She opened the door and walked past me. I almost fell, so much of my weight had been resting on the very door she had just flung open. But I caught myself and followed her down the stairs.
“Yes, it is,” I said. “This is our life. And we’ve sacrificed so much for it, and you can’t give up on it now.”
“Yes, I can,” she said. “I don’t want to do this anymore. I don’t want to live this way. I don’t want to drive an awful brown car to your home so no one knows I’m here. I don’t want to pretend I live by myself in Hollywood when I truly live here with you in this house. And I certainly don’t want to love a woman who would screw some singer just so the world doesn’t suspect she loves me.”
“You are twisting the truth.”
“You are a coward, and I can’t believe I ever thought any differently.”

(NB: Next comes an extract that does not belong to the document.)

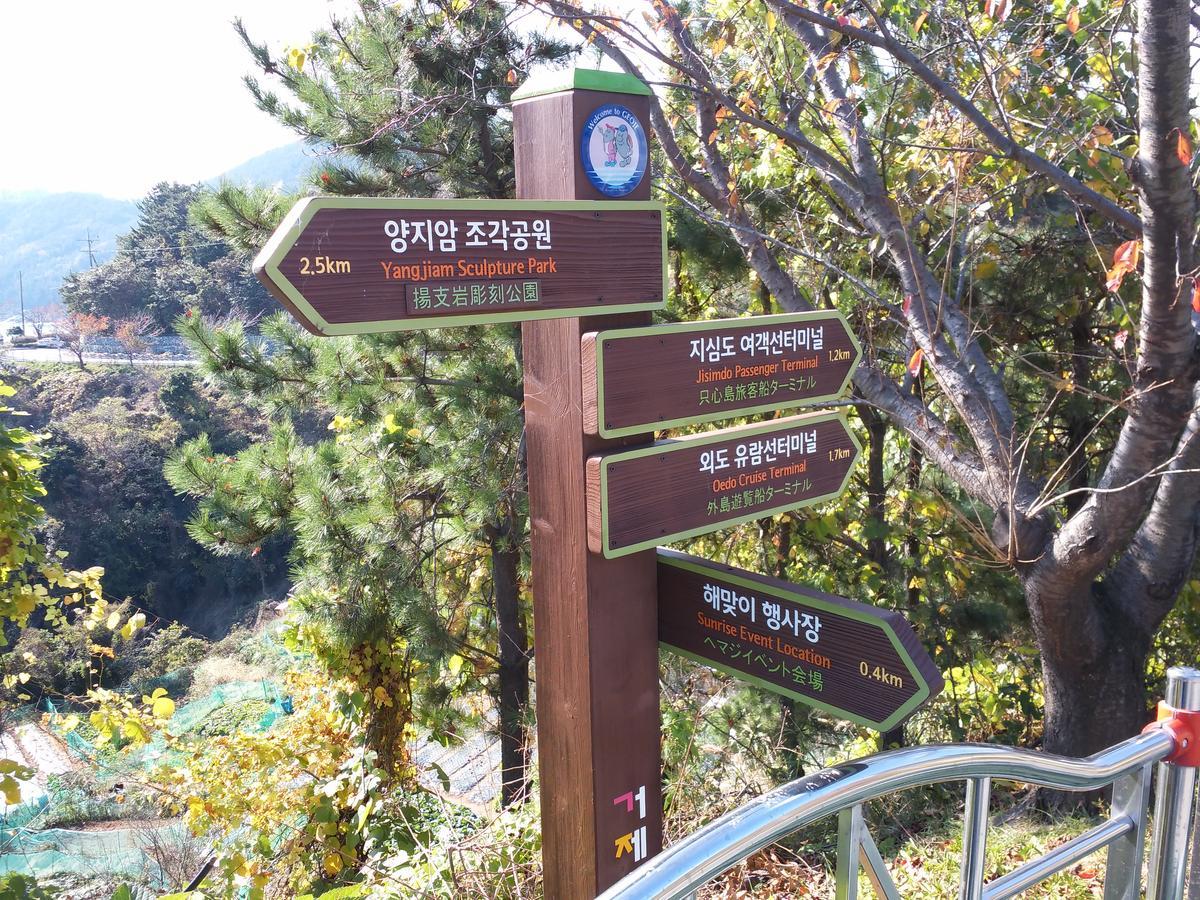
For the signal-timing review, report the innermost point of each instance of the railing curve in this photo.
(773, 816)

“I did this for you!” I yelled.
We were at the foot of the stairs now. Celia had one hand on the door, the other on her suitcase. She was still in her bathing suit. Her hair was dripping.
“You didn’t do a goddamn thing for me,” she said, her chest turning red in splotches, her cheeks burning. “You did it for you. You did it because you can’t stand the idea of not being the most famous woman on the planet. You did it to protect yourself and your precious fans, who go to the theater over and over just to see if this time they’ll catch a half frame of your tits. That’s who you did it for.”
“It was for you, Celia. Do you think your family is going to stick by you if they find out the truth?”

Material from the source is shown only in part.